Literatur als Instrument der Gegenwartsanalyse

Die Germanistin Eva Horn über den Wandel des Klimabegriffs, die Notwendigkeit wissenschaftlichen Austauschs und Literatur des Anthropozäns

Von Vanessa FrankeRSS-Newsfeed neuer Artikel von Vanessa Franke

Eva Horn (*1965) ist Professorin für Neuere deutsche Literatur am Institut für Germanistik der Universität Wien. Sie forschte und lehrte zuvor in Konstanz, Frankfurt/Oder, Basel, der New York University und der Columbia University. Zu ihren Schwerpunkten gehören Literatur und Kunst im Anthropozän, Klima in der Kultur- und Literaturgeschichte sowie Narrative der Katastrophe. Zuletzt veröffentlichte sie zu diesen Themengebieten die Monographien Zukunft als Katastrophe: Fiktion und Prävention (Fischer 2014) und, zusammen mit Hannes Bergthaller, Anthropozän – zur Einführung (Junius 2019).

 

Eine der Kernaussagen Ihres Buchs Zukunft als Katastrophe von 2014 ist, dass Klima als Motiv in der Literatur kaum darstellbar sei, da es kein ‚Ereignis‘ ist. Auf welche Weisen findet ‚Klima‘ denn Eingang in die Literatur und an welche Grenzen stößt diese dabei?

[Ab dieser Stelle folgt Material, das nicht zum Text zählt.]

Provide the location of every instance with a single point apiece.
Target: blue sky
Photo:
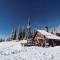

Das ist richtig, Klima ist kein Ereignis, sondern eher ein Zustand. Es zeigt sich aber in bestimmten Phänomenen. Eigentlich geht es dabei um zwei Fragen: Erstens, wie man Klima in Texten lesen kann. Diese Frage betrifft die Aufmerksamkeit der Leserin. Die andere Frage ist, wie sich das Klimaverständnis historisch verändert hat. Vielleicht fange ich mal mit dieser zweiten Frage an, weil der ältere Klimabegriff sehr interessant ist, aber uns auch total fremd und ein bisschen anrüchig.

Dieser Klimabegriff stammt eigentlich aus der Antike und besagt, dass Klima das ist, was die Gesamtheit der Umweltbedingungen – Wasserquellen, Bodenbeschaffenheit, Pflanzenbewuchs, Winde, die Intensität der Sonneneinstrahlung – an einem bestimmten Ort prägt. Klima ist hier also nicht etwas Planetarisches, sondern eine Ortsgegebenheit. Aus diesen Überlegungen ergibt sich eine bis ins frühe 20. Jahrhundert sich zwar wandelnde, aber doch kontinuierliche Tradition, die besagt, dass Klima die Besonderheit eines Orts ausmacht und seine Bewohner prägt.

Das ist natürlich recht deterministisch gedacht. Und so wird es spätestens in der zweiten Hälfte des 19. Jahrhunderts und dann im 20. Jahrhundert tatsächlich auch ausformuliert: Bestimmte Kulturen, so heißt es, könnten keine Hochkulturen werden, weil dort das Klima so schwierig sei. Mit dieser Perspektive unterscheidet man „bessere“ von „schlechteren“ Klimata. Kein Zufall, dass dabei das „beste“ Klima immer das ist, in dem der Autor oder die Autorin lebt, der oder die die Klimatheorie formuliert.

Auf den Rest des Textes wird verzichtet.